DPM triggers 3 jobs at a time to any node by default. This per node number can be changed by changing the registry key “Microsoft Hyper-V” (which is a DWORD value and set the appropriate value) located at “HKEY_LOCAL_MACHINE\SOFTWARE\Microsoft\Microsoft Data Protection Manager\2.0\Configuration\MaxAllowedParallelBackups”. Also, a node by default configured to do 8 backup jobs at any given time. This means that if there is a 64 node cluster protected by 5 DPM servers, each node can still honor 8 job parallel requests in total that can come from all or some of DPM servers. This value can be changed by following steps discussed @ the end of the blog article located here.
Below table describes the maximum number of jobs that DPM schedules at any given moment.

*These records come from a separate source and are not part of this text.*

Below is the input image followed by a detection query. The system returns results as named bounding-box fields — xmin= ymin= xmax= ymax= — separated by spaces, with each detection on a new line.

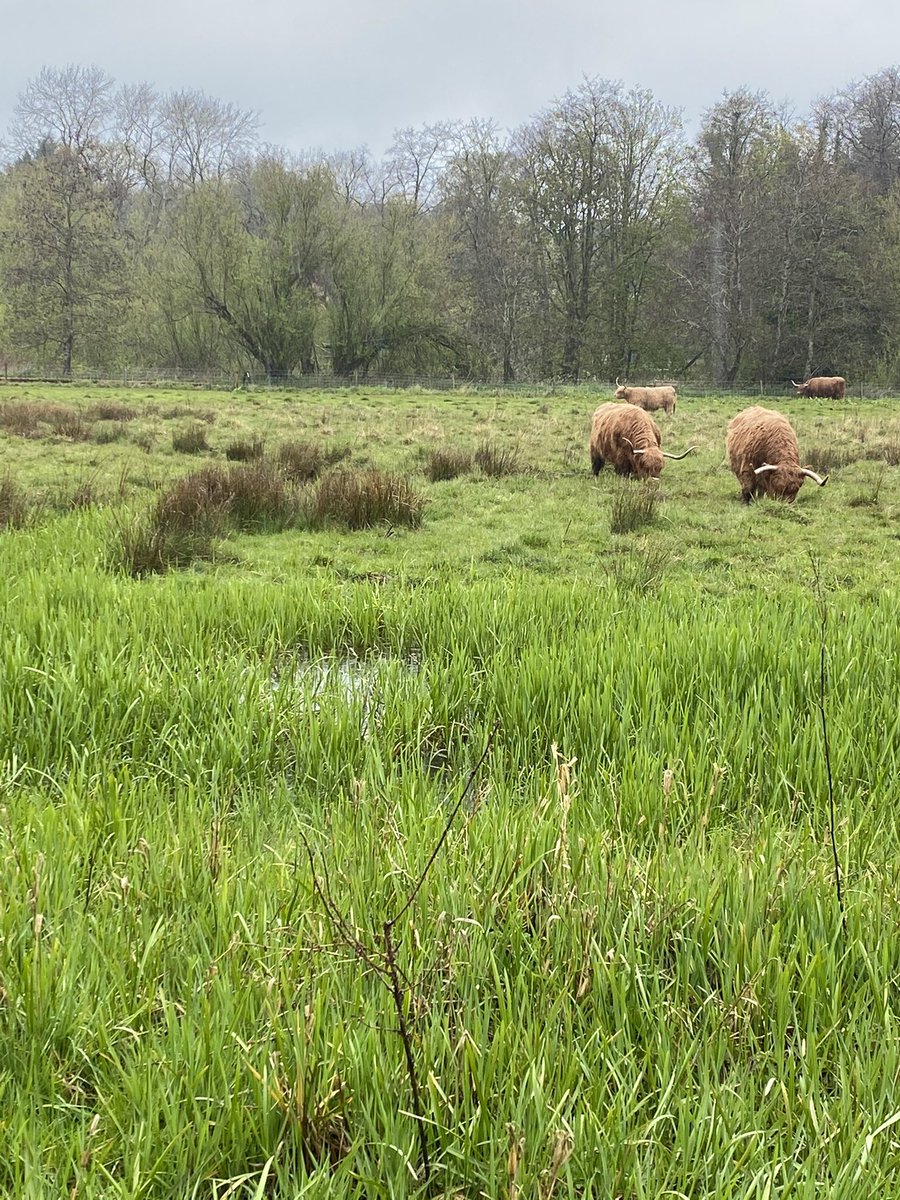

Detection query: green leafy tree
xmin=0 ymin=146 xmax=128 ymax=376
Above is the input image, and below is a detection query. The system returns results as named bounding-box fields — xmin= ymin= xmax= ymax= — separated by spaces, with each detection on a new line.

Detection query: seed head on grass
xmin=224 ymin=458 xmax=300 ymax=529
xmin=276 ymin=442 xmax=324 ymax=484
xmin=172 ymin=424 xmax=209 ymax=454
xmin=475 ymin=442 xmax=522 ymax=478
xmin=307 ymin=469 xmax=426 ymax=529
xmin=610 ymin=479 xmax=659 ymax=533
xmin=425 ymin=450 xmax=473 ymax=484
xmin=0 ymin=472 xmax=29 ymax=529
xmin=226 ymin=438 xmax=264 ymax=462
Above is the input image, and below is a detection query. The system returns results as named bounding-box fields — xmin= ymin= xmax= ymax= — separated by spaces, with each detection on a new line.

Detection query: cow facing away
xmin=791 ymin=376 xmax=847 ymax=400
xmin=616 ymin=376 xmax=676 ymax=415
xmin=590 ymin=401 xmax=694 ymax=479
xmin=725 ymin=406 xmax=828 ymax=504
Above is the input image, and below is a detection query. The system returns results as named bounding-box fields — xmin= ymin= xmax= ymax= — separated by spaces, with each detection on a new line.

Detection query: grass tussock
xmin=223 ymin=458 xmax=300 ymax=529
xmin=610 ymin=541 xmax=672 ymax=595
xmin=425 ymin=449 xmax=473 ymax=484
xmin=160 ymin=404 xmax=216 ymax=425
xmin=865 ymin=438 xmax=900 ymax=467
xmin=172 ymin=422 xmax=209 ymax=454
xmin=109 ymin=470 xmax=229 ymax=578
xmin=0 ymin=402 xmax=91 ymax=442
xmin=307 ymin=469 xmax=426 ymax=529
xmin=226 ymin=438 xmax=265 ymax=462
xmin=0 ymin=472 xmax=29 ymax=529
xmin=610 ymin=480 xmax=660 ymax=533
xmin=276 ymin=442 xmax=325 ymax=484
xmin=474 ymin=442 xmax=522 ymax=479
xmin=85 ymin=401 xmax=137 ymax=421
xmin=803 ymin=445 xmax=862 ymax=475
xmin=92 ymin=421 xmax=126 ymax=446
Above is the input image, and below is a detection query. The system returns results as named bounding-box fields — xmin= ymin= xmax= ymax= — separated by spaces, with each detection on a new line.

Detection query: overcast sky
xmin=0 ymin=0 xmax=900 ymax=156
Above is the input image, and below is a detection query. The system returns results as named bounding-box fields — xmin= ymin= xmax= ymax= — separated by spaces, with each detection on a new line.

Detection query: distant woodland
xmin=0 ymin=66 xmax=900 ymax=386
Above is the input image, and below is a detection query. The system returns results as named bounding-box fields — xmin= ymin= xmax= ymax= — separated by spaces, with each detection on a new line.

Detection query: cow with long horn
xmin=725 ymin=404 xmax=828 ymax=504
xmin=791 ymin=376 xmax=847 ymax=400
xmin=590 ymin=401 xmax=694 ymax=479
xmin=616 ymin=376 xmax=677 ymax=414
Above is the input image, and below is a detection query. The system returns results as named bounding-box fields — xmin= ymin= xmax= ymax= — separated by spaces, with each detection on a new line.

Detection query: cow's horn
xmin=800 ymin=467 xmax=828 ymax=487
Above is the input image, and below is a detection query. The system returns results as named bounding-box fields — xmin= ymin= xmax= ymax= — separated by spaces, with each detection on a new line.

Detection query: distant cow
xmin=725 ymin=406 xmax=828 ymax=504
xmin=791 ymin=376 xmax=847 ymax=400
xmin=616 ymin=376 xmax=676 ymax=414
xmin=590 ymin=401 xmax=694 ymax=479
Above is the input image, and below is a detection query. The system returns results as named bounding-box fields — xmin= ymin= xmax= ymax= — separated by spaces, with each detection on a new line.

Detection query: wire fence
xmin=0 ymin=367 xmax=898 ymax=400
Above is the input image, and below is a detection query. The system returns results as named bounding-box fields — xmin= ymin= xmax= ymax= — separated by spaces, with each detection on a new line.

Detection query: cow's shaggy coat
xmin=616 ymin=379 xmax=677 ymax=414
xmin=725 ymin=404 xmax=828 ymax=504
xmin=791 ymin=376 xmax=847 ymax=400
xmin=590 ymin=401 xmax=690 ymax=479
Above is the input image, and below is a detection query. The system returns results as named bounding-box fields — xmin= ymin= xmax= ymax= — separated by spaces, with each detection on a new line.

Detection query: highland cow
xmin=616 ymin=376 xmax=676 ymax=414
xmin=725 ymin=406 xmax=828 ymax=504
xmin=590 ymin=401 xmax=694 ymax=479
xmin=791 ymin=376 xmax=847 ymax=400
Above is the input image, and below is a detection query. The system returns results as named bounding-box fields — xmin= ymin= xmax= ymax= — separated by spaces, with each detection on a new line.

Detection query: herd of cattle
xmin=590 ymin=376 xmax=846 ymax=503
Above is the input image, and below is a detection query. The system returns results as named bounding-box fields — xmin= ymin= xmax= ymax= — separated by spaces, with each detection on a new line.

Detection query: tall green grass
xmin=0 ymin=391 xmax=900 ymax=1200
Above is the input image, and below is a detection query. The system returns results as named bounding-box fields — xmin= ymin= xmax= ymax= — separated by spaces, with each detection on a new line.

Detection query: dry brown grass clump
xmin=425 ymin=450 xmax=473 ymax=484
xmin=226 ymin=438 xmax=265 ymax=462
xmin=88 ymin=400 xmax=137 ymax=421
xmin=0 ymin=472 xmax=29 ymax=529
xmin=475 ymin=442 xmax=522 ymax=478
xmin=0 ymin=402 xmax=91 ymax=442
xmin=172 ymin=424 xmax=209 ymax=454
xmin=307 ymin=469 xmax=426 ymax=529
xmin=276 ymin=442 xmax=325 ymax=484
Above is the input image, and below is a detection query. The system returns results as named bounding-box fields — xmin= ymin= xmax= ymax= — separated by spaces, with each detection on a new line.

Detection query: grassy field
xmin=0 ymin=386 xmax=900 ymax=1200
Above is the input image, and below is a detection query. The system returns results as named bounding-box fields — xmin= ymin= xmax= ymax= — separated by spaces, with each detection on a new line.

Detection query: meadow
xmin=0 ymin=385 xmax=900 ymax=1200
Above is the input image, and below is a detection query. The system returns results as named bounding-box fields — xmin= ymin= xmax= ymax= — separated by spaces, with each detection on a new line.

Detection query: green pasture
xmin=0 ymin=385 xmax=900 ymax=1200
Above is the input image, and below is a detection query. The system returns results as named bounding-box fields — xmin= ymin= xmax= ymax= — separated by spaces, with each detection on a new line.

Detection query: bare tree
xmin=444 ymin=121 xmax=533 ymax=383
xmin=517 ymin=79 xmax=620 ymax=379
xmin=10 ymin=66 xmax=114 ymax=158
xmin=694 ymin=89 xmax=784 ymax=383
xmin=384 ymin=121 xmax=457 ymax=212
xmin=160 ymin=91 xmax=259 ymax=187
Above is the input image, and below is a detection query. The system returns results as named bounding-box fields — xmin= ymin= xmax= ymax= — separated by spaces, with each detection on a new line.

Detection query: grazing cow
xmin=791 ymin=376 xmax=847 ymax=400
xmin=616 ymin=376 xmax=676 ymax=414
xmin=590 ymin=401 xmax=694 ymax=479
xmin=725 ymin=404 xmax=828 ymax=504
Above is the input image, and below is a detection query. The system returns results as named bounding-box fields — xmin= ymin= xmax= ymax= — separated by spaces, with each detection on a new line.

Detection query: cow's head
xmin=622 ymin=438 xmax=694 ymax=479
xmin=754 ymin=462 xmax=828 ymax=504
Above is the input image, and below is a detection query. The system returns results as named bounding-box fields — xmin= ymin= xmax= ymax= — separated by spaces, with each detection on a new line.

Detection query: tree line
xmin=0 ymin=66 xmax=900 ymax=386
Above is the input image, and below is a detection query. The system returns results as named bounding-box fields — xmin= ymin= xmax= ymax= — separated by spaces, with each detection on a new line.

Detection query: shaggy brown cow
xmin=590 ymin=401 xmax=694 ymax=479
xmin=791 ymin=376 xmax=847 ymax=400
xmin=725 ymin=404 xmax=828 ymax=504
xmin=616 ymin=376 xmax=676 ymax=413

Windows 2012 introduced Hyper-V replication (HVR) technology where VMs can be replicated as frequent as 15 minutes so that the VMs can be failed over to remote site in case of disaster. As the very reason for DR is to provide an offsite failover in case of emergency, DR site is located on an offsite location. As backup is expected to be located on the same premises, VM protection should be configured on primary VM and not on replica VM.
When planning for protecting VMs over Hyper-V cluster, all of the above parameters need to be considered in detail. Lot of parameters are dependent on the VM size, churning per day, retention period, number of CSVs and number of VMs on the CSVs etc.
What exactly is meant by this statement? "it is advisable to have as granular CSVs as possible to reduce the impact of backup of this VM on other VMs". How/what do you mean "granular CSV"? Does this mean we should stagger snapshots on VMs because it seems like snapping all VMs on the same volume at the same time would be better, no?
I updated the blog with the following comment. "So, it is advisable to have as less number of CSVs as possible to reduce the impact of backup of this VM on other VMs. Also, as a VM snapshot will include snapshot across all CSVs that has this VM's VHDs, the less the number of CSVs used for a VM the better in terms of backup performance. " Basically to reduce the backup impact on a VM on other VMs, keep number of VMs per CSV as less as possible.
Thanks for the clarification. As far as my second question - is it better to stagger VM snapshots on the same volume or take a snapshot of all the VMs on the same volume at the same time?
wasn't the agent supposed to move the CSV owner at backuptime to avoid redirected I/O? I can be wrong, but this should be the way DPM 2012 works today.
Regarding snapshots and how to optimize them across CSVs, it depends. While scheduling all VMs residing on a CSV to be backed up at the same time would reduce the overall IO penalty due to backup, it takes away the backup parallelism that you can achieve by backing multiple VMs across multiple nodes and CSVs. So, its a balance between the speed at which you want to get the backup going across multiple nodes, CSVs and reducing the IO penalty and its duration of backup.
With Windows 2012, the CSV ownership is not changed to the node where the VM running. All metadata movement and all backup data is always in redirected IO mode. Ability to right all data except metadata and backup data directly via CSV at backup time is a major improvement done in Windows 2012.
Thanks Neela. This is a great post I will add to my planning references.
Please tell me that youre heading to keep this up! Its so great and so important. I cant wait to read a lot more from you. I just feel like you know so substantially and know how to make people listen to what you might have to say. This blog is just too cool to become missed. Terrific stuff, genuinely. Please, PLEASE keep it up!
Sure. Please let me know what specific topics that you are looking for and I will work on them.